The addition of waste ban inspectors by MassDEP in October 2013 has dramatically increased the number of waste ban violations issued by MassDEP. In the first nine months of 2013 prior to bulking up the waste ban inspector ranks, MassDEP reported that it issued just 18 waste ban violations. In the 12 months since adding inspectors, MassDEP reported a staggering 201 enforcement actions resulting from more than 180 waste ban inspections. MassDEP estimated that one in five inspected loads resulted in some form of follow-up action, either a Notice of Noncompliance or waste ban letter. While 198 of the 201 enforcement actions were Notices of Noncompliance, three resulted in “higher level enforcements.”
The additional enforcement comes as MassDEP attempts to make headway removing wastes banned by the agency from the actual trash stream. The Waste Characterization Study performed in Fall/Winter 2010 reported that 43% of the waste stream was banned materials and that has not appreciably changed as of the Spring/Summer 2013 study, which found the level to be a bit better at 40% (neither included food waste as banned wastes as that ban is just effective October 1, 2014).
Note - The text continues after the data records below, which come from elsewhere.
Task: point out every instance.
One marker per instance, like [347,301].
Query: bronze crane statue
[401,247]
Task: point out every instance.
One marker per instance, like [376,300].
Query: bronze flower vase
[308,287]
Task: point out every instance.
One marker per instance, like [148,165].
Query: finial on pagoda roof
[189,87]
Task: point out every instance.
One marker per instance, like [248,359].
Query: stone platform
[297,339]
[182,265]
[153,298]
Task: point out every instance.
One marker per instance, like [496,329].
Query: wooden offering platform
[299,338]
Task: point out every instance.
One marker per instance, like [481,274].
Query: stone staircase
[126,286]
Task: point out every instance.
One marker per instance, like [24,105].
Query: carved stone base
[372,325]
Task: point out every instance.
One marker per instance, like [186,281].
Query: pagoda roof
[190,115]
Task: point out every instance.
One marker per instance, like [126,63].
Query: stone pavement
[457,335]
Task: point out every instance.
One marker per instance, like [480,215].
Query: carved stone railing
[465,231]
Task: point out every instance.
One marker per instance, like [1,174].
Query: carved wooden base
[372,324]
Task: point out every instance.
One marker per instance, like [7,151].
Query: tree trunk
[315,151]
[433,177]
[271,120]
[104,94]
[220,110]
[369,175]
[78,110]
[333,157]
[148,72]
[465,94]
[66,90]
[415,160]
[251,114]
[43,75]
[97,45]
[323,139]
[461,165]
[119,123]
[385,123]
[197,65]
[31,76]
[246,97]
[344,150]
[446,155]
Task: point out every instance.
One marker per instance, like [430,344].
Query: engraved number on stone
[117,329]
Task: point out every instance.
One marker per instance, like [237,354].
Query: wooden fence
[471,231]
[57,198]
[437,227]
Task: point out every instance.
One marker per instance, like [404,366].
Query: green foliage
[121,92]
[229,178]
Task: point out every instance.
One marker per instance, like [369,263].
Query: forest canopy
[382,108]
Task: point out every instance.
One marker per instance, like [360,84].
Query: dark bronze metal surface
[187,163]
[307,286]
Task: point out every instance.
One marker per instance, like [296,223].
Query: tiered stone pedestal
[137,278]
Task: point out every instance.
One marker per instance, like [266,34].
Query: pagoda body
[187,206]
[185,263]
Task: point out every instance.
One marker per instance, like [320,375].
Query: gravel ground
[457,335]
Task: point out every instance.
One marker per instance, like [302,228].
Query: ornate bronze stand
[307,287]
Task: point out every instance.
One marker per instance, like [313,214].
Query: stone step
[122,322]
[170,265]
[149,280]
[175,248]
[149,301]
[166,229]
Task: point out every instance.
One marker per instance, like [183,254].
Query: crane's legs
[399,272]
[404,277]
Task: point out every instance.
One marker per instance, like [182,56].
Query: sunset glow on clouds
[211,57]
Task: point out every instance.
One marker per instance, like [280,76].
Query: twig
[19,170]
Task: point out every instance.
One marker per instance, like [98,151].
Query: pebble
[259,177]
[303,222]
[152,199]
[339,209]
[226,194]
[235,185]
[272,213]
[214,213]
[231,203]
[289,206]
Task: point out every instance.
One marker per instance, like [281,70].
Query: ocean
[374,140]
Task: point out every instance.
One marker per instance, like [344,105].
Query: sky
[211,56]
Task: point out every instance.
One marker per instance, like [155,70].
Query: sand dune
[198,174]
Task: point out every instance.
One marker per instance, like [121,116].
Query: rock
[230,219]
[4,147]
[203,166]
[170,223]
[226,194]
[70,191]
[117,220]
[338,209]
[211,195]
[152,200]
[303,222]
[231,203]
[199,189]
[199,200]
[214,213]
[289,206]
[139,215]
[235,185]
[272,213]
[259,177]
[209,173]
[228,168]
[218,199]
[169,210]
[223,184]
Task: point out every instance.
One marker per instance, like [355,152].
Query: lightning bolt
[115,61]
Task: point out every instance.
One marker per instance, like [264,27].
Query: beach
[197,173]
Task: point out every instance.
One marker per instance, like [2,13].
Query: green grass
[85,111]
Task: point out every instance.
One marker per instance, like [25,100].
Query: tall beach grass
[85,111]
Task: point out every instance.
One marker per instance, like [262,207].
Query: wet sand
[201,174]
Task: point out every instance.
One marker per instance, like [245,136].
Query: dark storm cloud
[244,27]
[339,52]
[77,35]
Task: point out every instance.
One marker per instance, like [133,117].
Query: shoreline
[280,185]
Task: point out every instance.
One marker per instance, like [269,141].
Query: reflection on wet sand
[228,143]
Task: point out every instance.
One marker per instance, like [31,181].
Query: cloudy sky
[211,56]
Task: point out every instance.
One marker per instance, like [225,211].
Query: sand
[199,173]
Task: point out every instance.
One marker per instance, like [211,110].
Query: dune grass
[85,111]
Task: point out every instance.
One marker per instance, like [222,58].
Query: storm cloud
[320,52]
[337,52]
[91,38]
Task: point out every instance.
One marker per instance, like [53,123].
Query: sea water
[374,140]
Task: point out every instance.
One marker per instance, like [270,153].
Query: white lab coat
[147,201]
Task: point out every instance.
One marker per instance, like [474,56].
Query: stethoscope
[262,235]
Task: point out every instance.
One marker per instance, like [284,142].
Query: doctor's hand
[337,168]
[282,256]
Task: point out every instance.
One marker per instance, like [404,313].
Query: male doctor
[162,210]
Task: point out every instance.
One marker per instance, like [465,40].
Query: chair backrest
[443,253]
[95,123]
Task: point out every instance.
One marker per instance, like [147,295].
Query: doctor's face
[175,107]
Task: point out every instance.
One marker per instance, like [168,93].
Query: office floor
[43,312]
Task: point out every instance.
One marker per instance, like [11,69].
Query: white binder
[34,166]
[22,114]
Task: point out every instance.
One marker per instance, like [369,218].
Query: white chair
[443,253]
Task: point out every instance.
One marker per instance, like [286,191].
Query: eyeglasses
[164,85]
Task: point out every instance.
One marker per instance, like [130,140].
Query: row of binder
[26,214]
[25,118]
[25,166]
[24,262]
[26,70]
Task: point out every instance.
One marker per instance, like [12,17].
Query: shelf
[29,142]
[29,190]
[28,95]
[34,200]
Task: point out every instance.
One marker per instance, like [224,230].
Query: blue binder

If there is a silver lining for waste facilities in this news, it likely is that inspectors appear to be focused for the first time on generators rather than just the facilities. MassDEP reported that it sent 600 generator letters based on facility data, third-party inspection data, complaints, and results of inspections. Owners and operators of facilities have long sought to have the burden of compliance with waste bans shifted to those generating the wastes as the generators arguably have control over what goes into their waste loads, and the receiving facilities simply receive what the generators throw out. As MassDEP is fond of saying, source reduction trumps end-of-pipe controls.
MassDEP predicts keeping up this pace of inspections, estimating 200 inspections per year reviewing more than 5,000 loads per year.